Our Music-1
俺は安原直也(ヤスハラナオヤ)、高校一年だ。学力はあまり良くなかったためにこの学校に来た。世間からは『出来の悪い・不良が多い』などと言われているような高校だ。別に不良が多いわけでもないが、ほとんどの生徒はチャラチャラした奴らだ。俺はそんな奴らと仲良くなれるほど人ができてない。
昼休みなんかはよく屋上にいる。そこで俺は大抵クラシックギターを弾いている。ただ、周りからどうこう言われたくないからここで弾いているんだ。ちなみに、俺は下手ではないが適当に弾くことが多い。それで長年弾き続ければ曲数も多くなる。友達はそんなにいないのに…。
その日も俺は屋上にいた。何気なく弾いていると、どこからか歌声が聞こえてきた。とても綺麗な歌声だ。屋上の入口付近に、その歌声の主であろう女がいた。この学校の制服ではあるが知り合いではない。

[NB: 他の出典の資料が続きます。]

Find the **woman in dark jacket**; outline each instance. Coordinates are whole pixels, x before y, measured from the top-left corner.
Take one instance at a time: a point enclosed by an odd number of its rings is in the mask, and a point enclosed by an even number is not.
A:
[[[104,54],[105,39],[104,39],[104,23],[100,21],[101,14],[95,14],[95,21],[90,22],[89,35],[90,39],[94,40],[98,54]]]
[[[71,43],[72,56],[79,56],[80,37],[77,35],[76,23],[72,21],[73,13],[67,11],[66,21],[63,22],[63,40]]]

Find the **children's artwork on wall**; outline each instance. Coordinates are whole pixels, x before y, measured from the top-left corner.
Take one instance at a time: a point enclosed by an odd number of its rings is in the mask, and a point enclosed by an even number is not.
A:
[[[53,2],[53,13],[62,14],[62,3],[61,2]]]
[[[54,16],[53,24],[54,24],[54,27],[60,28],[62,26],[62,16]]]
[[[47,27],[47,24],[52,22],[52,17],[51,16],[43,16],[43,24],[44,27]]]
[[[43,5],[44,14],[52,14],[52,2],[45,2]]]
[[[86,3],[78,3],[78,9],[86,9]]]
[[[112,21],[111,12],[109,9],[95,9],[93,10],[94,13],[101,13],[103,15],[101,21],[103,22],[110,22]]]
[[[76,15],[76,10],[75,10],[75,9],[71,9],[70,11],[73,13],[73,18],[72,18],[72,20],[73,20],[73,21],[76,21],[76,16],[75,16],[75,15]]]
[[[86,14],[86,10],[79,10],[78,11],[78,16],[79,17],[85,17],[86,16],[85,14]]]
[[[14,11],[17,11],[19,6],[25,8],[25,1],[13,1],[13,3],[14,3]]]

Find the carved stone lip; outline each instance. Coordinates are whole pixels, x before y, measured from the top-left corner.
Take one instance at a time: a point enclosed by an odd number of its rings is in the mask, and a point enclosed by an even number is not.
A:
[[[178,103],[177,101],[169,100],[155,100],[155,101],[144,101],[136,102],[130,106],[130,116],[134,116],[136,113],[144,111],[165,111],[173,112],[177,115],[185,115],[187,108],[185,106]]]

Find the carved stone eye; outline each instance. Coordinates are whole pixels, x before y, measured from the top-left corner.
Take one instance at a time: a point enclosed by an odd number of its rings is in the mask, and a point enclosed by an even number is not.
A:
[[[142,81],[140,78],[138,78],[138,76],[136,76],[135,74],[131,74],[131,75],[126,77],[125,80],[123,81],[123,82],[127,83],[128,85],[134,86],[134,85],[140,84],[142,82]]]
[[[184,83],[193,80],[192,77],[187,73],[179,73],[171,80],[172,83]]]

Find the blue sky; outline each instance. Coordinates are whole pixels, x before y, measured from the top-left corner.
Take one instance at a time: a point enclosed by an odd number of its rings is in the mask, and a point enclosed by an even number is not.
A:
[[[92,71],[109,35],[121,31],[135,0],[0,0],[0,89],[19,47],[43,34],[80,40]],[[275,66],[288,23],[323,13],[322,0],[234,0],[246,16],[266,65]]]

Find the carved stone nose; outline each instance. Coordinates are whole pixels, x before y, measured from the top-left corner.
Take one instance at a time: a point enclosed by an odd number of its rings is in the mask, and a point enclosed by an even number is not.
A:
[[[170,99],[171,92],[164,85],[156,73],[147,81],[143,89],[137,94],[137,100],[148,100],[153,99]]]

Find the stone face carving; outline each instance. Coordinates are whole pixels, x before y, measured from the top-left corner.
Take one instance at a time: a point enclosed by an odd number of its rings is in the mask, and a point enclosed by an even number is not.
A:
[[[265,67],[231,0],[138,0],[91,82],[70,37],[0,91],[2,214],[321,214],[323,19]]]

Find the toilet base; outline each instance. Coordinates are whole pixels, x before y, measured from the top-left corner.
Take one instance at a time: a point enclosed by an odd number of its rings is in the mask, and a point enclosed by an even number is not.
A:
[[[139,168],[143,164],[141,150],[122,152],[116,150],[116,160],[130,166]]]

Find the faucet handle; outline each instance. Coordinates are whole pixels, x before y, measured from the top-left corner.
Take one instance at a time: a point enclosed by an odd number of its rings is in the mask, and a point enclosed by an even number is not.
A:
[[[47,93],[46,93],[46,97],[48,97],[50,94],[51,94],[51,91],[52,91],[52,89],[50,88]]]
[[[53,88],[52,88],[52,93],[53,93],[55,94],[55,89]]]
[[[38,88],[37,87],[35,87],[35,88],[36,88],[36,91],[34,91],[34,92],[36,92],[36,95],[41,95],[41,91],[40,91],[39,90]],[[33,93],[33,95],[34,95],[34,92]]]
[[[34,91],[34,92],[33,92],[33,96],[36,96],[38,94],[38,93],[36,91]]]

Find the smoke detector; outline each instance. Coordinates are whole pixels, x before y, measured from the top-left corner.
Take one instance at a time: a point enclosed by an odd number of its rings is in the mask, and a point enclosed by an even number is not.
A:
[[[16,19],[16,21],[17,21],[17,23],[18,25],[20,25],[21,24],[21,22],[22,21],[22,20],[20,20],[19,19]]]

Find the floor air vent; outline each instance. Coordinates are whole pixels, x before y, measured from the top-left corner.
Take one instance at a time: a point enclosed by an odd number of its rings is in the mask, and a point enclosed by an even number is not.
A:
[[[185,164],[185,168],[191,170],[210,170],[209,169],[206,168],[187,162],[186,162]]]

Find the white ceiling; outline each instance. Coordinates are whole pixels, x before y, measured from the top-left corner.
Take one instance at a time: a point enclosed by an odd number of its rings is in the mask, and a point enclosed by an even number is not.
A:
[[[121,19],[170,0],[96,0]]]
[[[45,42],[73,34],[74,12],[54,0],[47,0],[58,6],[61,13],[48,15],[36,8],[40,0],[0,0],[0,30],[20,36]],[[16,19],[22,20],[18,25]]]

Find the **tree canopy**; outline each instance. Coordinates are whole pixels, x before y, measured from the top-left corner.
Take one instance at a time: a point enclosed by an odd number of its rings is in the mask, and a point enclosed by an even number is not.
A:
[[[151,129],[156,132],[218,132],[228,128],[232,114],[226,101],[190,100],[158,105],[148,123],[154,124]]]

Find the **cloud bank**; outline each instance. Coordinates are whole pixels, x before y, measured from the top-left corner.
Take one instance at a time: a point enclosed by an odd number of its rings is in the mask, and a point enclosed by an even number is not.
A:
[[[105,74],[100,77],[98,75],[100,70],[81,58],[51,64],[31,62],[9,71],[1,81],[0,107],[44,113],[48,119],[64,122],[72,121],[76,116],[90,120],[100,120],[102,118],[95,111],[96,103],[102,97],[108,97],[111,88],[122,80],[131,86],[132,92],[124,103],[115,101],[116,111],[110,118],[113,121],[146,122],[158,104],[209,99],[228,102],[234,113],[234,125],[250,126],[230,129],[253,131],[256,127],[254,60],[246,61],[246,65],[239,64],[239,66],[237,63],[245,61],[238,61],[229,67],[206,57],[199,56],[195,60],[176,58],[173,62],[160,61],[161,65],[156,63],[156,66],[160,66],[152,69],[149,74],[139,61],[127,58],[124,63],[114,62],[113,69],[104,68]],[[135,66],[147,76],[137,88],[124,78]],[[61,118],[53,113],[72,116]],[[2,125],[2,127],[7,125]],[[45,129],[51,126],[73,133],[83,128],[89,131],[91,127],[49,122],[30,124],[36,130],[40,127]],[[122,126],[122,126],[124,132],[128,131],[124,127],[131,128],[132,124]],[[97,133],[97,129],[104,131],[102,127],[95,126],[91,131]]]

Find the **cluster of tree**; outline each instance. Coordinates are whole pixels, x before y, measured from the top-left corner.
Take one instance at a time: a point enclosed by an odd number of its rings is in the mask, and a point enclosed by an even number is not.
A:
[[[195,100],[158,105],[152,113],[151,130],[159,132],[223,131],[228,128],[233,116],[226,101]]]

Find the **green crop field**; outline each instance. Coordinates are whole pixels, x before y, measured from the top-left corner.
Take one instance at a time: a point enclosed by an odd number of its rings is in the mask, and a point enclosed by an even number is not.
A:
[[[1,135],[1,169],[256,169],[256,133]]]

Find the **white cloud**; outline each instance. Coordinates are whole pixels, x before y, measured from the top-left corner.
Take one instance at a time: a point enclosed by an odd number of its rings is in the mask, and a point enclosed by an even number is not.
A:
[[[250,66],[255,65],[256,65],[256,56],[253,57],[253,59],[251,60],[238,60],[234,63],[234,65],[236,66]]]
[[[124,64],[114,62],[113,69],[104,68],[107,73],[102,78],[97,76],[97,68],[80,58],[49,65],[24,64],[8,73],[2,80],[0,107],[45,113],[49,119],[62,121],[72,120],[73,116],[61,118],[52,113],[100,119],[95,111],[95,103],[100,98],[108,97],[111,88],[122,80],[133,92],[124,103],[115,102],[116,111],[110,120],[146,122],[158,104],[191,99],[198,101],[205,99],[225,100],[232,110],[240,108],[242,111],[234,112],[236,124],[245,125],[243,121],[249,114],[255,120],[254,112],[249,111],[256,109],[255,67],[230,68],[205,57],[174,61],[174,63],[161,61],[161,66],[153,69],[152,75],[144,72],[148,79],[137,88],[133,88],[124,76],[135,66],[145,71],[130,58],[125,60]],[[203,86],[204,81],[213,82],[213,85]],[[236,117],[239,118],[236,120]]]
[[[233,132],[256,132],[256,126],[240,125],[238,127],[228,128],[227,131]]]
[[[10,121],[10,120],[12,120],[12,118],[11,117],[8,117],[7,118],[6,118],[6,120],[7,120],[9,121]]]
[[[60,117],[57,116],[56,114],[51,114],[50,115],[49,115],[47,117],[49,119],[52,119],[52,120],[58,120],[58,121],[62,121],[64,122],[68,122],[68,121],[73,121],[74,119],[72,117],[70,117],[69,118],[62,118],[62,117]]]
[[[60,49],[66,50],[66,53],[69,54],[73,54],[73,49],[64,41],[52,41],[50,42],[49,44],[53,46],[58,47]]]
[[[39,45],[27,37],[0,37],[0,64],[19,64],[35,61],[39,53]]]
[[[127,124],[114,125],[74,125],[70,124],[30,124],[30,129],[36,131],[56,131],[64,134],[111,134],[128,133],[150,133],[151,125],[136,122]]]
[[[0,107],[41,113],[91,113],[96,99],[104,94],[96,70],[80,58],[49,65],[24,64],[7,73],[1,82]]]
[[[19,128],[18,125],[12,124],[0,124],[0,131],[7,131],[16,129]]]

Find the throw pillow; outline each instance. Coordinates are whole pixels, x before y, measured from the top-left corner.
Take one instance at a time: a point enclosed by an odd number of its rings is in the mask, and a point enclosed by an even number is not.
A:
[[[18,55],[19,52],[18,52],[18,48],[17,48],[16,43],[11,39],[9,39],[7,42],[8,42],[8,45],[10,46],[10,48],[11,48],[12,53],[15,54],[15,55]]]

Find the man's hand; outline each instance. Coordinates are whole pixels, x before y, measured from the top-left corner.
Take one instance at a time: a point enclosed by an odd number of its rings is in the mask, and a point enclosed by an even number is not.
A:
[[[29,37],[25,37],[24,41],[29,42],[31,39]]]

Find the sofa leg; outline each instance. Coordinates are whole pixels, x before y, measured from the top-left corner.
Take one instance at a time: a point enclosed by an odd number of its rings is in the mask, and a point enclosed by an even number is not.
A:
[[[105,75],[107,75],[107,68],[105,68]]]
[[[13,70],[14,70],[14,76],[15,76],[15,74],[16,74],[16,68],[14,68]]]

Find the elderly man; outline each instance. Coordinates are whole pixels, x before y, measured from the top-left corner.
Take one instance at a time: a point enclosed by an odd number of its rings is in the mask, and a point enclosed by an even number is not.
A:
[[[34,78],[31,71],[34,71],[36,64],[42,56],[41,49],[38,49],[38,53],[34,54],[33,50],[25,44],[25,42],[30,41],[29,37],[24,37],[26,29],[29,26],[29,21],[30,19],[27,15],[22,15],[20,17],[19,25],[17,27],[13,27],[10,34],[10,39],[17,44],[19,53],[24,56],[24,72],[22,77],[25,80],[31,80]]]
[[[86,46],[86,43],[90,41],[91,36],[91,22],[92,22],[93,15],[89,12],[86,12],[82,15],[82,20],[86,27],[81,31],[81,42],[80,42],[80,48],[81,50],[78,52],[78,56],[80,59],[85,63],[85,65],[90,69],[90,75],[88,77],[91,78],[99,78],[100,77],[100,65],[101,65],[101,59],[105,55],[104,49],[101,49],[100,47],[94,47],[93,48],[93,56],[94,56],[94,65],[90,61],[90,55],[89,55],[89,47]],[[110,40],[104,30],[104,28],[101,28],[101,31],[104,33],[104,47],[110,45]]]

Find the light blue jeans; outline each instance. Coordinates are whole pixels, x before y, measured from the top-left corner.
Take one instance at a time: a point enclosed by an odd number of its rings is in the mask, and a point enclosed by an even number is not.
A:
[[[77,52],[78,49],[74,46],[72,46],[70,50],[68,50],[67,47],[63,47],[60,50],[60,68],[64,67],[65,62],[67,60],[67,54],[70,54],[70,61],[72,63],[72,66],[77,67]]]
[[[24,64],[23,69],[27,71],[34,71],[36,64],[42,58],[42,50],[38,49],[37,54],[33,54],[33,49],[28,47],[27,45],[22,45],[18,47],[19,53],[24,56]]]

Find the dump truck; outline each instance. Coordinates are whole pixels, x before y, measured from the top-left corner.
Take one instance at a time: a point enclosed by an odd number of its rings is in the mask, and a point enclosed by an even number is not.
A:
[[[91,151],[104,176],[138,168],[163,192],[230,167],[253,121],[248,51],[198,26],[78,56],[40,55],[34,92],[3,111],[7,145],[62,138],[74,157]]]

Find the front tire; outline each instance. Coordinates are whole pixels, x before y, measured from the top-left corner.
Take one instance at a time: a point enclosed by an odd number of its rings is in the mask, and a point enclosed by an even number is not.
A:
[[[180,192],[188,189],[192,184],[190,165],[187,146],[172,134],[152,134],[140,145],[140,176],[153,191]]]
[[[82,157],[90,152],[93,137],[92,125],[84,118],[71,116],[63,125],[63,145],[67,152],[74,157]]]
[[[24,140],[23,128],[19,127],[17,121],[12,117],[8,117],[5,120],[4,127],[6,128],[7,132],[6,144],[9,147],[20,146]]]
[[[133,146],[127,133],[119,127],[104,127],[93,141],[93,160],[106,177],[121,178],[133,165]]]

だが、初対面にも関わらず、俺のギターとそいつの歌声は明らかに一つの素晴らしい音楽を作り出していた。
「ごめんなさいね、演奏の邪魔しちゃって。」
曲が終わるとその女は俺に謝ってきた。
「いや、別にいいんだ。名前、何てーの?」
「あ、そっか。私の事知らないんだったね。私は菊池春香(キクチハルカ)。一年三組よ。君は四組の安原君でしょ。」
三組?ただでさえ友達の少ない俺に、他のクラスの知り合いなんているわけがない。
「私が昨日ここに来たら、あなたがギターを弾いていたの。素敵な音だなぁと思って名前聞こうとしたけど、声が掛けられなくて…。」
菊池さんは恥ずかしそうにいった。
「そーいや昨日、お前いたな。」
俺はやっと思い出した。
「何か言いたげだったけど、めんどくさいか素通りしたんだよな、俺。」
「せめて名前だけでもって思って、四組の根本さんに聞いたのよ。」
「なんだ、そういうことだったのか。それにしても菊池さんは歌が上手いんだな。」
「ふふっ、ありがと。」
菊池さんは嬉しそうに答えた。
「歌は好きなのよ。だからたまに音楽とか聞くと口ずさんじゃうのよね。それでさっきもね。」
菊池さんはそう言うと、顔を赤くさせていた。
「いや、そんな恥ずかしがる事はないさ。さっきの歌、マジで上手かったよ。」
俺は心の底から彼女を褒めた。第一、彼女の歌は今まで一度も他人を受け入れなかった俺のギターと、すでにセッションするほど仲良くなっていたのだ。
「なぁ、なんだったらまだ昼休みも長いし、もっと歌わないか?」
「え!いいの?!」
俺が聞くと、菊池さんは嬉しそうに聞き返した。
「もちろん。んじゃ『カントリーロード』なんてどうだ?」
「うん、歌えるわ。」
「よし、んじゃいくぞ。」
それから俺達はいろんな歌を歌った。
「ねぇ、また遊びに行ってもいいかな?」
昼休み終了間際、菊池さんが俺に聞いた。
「あぁ、いいぜ。さすがに雨ん時は無理だけど、俺はいつでも『春香』を待ってるからよ。」
「ふふっ、ありがと『直也』。」
その時の俺は、『急に名前で呼んだらどんな反応するかな?』という、ちょっとした好奇心からそう言ったまでだった。だが、逆にあっさりと、しかもこちらも名前で呼ばれてしまったから、むしろ俺の方がおもしろい反応をしたんじゃないかと思えるくらい困惑していた。